The Advisors' Blog

This blog features wisdom from respected compensation consultants and lawyers

November 9, 2017

Say-on-Pay: Avoiding a Negative ISS Recommendation

Broc Romanek

Last month, I blogged about changes that companies have made after getting a low say-on-pay vote. But if you want to avoid being in the 12-14% of companies that get a negative ISS recommendation each year, there are also things you can do in advance.

This Davis Polk blog lays out the 7 main drivers that lead to say-on-pay issues, in addition to the magnitude of pay & shareholder return (also see this Willis Towers Watson memo). Here’s a teaser:

1. Compensation committee responsiveness. Failure of the compensation committee to demonstrate responsiveness after a low, although passing, say-on-pay vote.

2. Discretionary awards outside of plans. Retention grants, replacement grants and make-whole awards are all discretionary awards that can be particularly problematic if they are essentially re-grants of previously forfeited awards or used to replace foregone performance-based awards. Discretion, or any adjustments, can be appropriately applied, even upward discretion, if specifically linked to tangible business events that benefited shareholders. A separate ISS Analytics report indicated that discretionary cash bonuses have continued to decline, making up just 10% of the S&P 500 in 2016, while 86% of those companies paid non-equity incentives.

3. Incentive plan construction. Questions may arise around a program that relies exclusively on subjective components or has an ineffective mix of time-and performance-based awards.

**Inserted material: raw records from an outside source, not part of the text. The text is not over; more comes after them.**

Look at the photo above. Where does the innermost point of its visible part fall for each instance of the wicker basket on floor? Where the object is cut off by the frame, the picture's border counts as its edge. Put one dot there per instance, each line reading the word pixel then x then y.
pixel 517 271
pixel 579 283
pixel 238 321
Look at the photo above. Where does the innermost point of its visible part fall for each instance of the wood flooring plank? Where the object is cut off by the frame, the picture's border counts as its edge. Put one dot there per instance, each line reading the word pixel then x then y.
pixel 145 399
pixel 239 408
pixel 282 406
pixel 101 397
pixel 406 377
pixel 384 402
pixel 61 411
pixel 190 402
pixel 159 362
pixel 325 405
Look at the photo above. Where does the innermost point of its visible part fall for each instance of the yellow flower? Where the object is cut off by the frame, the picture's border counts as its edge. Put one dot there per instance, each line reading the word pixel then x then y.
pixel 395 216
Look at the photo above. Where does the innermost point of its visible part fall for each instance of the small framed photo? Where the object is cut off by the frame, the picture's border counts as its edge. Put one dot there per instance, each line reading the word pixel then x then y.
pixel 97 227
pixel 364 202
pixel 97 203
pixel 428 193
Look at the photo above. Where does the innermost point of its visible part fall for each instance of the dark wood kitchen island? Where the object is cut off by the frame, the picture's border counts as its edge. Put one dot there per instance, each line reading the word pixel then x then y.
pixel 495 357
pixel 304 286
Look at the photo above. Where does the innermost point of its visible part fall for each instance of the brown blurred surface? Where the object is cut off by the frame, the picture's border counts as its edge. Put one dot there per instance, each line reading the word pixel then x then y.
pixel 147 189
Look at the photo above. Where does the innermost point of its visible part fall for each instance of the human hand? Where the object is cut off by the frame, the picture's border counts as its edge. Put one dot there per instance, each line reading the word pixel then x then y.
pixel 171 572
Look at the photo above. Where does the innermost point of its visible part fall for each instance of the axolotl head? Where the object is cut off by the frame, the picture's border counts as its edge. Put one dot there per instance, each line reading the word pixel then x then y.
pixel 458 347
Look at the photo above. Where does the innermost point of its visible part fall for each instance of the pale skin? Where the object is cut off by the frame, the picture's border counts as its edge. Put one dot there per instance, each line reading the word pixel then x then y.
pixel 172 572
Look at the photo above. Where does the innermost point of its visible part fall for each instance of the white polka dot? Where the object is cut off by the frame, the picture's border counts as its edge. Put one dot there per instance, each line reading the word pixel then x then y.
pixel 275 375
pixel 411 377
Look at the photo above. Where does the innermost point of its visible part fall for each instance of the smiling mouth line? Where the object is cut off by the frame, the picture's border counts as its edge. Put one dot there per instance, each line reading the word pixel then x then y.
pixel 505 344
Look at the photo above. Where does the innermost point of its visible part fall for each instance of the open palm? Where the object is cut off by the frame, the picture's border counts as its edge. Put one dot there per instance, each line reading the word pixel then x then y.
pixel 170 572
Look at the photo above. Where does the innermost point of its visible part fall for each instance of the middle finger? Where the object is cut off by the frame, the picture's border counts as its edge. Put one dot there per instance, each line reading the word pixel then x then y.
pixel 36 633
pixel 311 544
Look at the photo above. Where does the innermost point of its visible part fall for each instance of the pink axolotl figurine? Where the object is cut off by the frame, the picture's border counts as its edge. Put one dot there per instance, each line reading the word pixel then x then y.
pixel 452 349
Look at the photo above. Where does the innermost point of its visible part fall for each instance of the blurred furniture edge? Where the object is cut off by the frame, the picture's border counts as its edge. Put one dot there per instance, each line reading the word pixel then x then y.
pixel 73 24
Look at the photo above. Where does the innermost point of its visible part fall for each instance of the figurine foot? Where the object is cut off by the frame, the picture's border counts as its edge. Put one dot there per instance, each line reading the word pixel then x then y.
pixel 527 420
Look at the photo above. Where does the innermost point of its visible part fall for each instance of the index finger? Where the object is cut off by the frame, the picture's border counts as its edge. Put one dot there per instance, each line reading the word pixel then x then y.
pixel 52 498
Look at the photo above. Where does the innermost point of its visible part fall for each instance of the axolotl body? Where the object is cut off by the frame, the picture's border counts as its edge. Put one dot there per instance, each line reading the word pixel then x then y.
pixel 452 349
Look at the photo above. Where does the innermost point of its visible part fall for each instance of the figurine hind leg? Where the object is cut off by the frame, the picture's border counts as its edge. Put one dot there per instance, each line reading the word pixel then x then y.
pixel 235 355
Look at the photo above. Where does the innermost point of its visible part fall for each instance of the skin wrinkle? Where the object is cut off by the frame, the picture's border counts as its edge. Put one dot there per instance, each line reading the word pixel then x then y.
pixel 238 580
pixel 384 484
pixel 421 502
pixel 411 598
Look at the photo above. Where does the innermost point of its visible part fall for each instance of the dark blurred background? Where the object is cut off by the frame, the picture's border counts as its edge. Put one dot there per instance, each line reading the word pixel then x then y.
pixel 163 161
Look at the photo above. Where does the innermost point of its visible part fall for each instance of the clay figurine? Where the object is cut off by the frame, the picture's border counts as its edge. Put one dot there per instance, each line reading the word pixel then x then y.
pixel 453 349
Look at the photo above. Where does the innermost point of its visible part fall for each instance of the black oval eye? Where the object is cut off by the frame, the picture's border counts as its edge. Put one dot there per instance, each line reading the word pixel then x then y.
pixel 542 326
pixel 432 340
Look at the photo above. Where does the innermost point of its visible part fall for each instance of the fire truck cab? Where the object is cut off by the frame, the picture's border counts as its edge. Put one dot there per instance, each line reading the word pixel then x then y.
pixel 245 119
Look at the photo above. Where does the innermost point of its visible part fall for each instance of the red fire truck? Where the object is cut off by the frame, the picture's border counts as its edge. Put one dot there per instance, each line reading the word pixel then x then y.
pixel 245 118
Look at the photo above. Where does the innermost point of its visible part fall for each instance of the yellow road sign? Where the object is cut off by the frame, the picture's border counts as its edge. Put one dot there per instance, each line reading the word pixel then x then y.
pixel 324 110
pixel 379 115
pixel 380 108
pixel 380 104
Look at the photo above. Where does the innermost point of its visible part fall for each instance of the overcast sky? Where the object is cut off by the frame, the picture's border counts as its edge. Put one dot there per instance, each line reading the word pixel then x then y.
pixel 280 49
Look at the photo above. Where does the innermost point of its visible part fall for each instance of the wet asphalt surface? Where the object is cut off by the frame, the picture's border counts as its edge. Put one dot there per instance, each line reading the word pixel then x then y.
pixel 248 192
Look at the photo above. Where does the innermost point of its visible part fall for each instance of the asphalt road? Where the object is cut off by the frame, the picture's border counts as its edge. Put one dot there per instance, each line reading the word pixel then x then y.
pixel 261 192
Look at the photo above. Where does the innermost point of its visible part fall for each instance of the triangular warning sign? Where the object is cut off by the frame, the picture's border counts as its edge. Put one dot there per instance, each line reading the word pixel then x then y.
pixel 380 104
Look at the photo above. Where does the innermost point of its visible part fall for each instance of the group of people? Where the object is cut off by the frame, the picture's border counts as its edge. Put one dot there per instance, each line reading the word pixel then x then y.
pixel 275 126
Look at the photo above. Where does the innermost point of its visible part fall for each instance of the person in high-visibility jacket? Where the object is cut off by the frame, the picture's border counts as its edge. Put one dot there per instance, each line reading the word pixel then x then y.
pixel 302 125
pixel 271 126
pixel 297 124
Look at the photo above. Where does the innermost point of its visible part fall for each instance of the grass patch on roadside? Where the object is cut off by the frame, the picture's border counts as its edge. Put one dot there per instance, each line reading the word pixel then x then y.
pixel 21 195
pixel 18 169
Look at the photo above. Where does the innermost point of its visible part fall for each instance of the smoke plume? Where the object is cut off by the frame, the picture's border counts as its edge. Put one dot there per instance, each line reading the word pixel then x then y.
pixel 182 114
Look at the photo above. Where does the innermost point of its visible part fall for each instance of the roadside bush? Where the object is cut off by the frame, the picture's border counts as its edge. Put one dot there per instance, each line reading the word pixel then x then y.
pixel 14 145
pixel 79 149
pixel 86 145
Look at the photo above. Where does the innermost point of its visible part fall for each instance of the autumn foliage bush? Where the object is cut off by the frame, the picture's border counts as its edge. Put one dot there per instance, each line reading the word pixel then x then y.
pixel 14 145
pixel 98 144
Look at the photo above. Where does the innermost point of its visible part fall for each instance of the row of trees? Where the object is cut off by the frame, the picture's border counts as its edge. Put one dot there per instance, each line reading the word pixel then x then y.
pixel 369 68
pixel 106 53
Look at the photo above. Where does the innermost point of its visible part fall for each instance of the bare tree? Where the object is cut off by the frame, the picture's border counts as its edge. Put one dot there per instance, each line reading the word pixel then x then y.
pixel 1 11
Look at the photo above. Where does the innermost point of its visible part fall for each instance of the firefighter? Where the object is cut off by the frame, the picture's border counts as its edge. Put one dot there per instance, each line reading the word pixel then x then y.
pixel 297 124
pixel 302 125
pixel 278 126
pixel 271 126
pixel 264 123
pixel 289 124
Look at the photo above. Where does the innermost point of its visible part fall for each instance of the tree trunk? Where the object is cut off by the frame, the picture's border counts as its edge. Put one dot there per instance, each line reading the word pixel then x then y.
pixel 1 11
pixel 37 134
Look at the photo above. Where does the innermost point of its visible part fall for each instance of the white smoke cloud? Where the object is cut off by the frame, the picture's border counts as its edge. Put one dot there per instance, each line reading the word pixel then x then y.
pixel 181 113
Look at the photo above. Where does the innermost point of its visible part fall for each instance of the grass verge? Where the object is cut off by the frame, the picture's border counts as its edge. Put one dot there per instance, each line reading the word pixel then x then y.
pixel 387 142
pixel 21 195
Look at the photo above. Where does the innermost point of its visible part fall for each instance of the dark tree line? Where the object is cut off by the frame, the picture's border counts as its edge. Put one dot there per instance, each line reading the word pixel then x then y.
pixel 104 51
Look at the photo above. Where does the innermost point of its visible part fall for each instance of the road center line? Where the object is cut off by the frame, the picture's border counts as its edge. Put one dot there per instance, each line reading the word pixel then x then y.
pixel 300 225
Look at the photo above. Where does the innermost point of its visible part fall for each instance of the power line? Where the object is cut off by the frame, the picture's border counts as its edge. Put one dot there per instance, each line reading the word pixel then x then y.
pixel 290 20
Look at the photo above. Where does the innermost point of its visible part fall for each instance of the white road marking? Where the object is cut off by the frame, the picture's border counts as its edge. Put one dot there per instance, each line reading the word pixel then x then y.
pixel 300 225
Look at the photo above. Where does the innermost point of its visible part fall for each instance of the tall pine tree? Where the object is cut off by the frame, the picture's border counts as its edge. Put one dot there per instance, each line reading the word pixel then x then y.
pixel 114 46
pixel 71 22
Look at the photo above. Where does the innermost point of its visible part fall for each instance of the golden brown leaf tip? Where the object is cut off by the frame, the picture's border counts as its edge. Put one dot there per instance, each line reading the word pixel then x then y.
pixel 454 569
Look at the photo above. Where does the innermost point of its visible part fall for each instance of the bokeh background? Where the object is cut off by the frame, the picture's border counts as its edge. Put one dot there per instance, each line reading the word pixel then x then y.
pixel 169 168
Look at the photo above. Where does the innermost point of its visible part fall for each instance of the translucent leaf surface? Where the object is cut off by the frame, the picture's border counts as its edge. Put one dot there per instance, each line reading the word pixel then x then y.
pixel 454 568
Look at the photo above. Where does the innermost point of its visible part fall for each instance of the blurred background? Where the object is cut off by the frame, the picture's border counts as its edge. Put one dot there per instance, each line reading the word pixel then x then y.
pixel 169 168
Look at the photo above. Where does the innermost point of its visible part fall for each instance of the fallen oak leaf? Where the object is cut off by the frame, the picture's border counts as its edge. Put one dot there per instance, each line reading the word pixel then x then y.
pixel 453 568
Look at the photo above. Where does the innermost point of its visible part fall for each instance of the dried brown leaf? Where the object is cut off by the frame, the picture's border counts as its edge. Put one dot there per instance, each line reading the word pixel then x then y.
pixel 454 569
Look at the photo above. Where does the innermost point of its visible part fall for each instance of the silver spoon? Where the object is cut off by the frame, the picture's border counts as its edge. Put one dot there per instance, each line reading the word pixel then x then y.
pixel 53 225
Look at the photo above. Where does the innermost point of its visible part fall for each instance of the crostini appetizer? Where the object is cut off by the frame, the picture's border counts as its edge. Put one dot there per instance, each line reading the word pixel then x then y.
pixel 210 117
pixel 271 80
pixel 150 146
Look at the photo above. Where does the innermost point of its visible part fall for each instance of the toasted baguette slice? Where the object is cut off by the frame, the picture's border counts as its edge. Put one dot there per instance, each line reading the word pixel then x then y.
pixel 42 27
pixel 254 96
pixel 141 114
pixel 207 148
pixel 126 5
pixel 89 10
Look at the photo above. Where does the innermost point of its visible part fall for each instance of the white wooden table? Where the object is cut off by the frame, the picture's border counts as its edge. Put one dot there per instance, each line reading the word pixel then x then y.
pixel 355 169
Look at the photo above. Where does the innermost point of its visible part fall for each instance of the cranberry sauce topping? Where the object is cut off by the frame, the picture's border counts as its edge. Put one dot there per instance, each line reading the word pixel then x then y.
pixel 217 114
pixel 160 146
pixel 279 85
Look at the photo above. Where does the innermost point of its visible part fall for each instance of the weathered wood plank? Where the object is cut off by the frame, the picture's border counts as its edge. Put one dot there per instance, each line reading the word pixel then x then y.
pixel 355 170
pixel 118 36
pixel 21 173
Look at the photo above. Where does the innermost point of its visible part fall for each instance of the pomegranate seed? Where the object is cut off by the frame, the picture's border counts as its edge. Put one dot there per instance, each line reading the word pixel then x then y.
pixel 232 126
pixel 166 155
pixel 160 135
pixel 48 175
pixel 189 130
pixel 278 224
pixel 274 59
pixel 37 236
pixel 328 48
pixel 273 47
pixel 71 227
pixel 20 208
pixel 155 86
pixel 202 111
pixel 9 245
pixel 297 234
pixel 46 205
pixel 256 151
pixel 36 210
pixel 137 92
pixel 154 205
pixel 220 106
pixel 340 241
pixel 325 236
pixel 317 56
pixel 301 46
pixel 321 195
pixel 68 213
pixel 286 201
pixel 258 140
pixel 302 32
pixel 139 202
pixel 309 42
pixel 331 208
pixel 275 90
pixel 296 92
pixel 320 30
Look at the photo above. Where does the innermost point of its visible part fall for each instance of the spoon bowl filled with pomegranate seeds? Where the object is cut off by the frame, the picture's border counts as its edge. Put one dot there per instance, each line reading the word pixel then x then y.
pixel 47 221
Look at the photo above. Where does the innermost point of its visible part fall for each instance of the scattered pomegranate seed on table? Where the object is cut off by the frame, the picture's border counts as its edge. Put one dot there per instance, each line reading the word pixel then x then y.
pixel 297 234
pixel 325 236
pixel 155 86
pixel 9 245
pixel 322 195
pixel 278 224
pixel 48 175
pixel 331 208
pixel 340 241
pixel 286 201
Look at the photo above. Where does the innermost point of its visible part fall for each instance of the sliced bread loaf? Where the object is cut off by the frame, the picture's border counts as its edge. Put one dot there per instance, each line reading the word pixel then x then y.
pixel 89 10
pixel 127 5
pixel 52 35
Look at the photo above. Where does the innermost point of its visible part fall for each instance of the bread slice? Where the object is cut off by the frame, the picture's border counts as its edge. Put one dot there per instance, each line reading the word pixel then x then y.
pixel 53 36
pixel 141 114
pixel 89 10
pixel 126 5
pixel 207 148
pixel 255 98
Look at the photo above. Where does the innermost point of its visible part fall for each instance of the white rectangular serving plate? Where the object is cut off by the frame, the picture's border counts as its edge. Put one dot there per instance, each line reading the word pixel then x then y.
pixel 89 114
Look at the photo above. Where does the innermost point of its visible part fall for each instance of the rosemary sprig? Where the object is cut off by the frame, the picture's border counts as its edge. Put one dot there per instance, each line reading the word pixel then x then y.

4. Selection and disclosure of performance metrics. Disclose your metrics in a way that ties them to your strategy. There continues to be a love-hate relationship with relative TSR – but companies with high TSR tend to have higher say-on-pay approvals regardless of pay structure. There’s also a lack of consensus on whether three years is too short of a performance period – consider selecting other metrics for that time span as part of long-term incentive programs.

5. Rigor of performance goals. The situations that generate the most concern include setting goals below last year’s actual or target performance without explanation, goals that always achieve maximum payouts or a company’s failure to disclose goals at all even after the award cycle is completed.

6. Peer group and benchmarking practices. Some companies continue to select aspirational peer sets where the median company is significantly larger, or benchmark above the median without explanation.

7. Employment agreements. While there has been tremendous change in practices over the last seven years, some perennial issues that arise and always garner attention include large severance multipliers, guaranteed multi-year awards, inducement grants, replacement awards, retirement grants and separation benefits.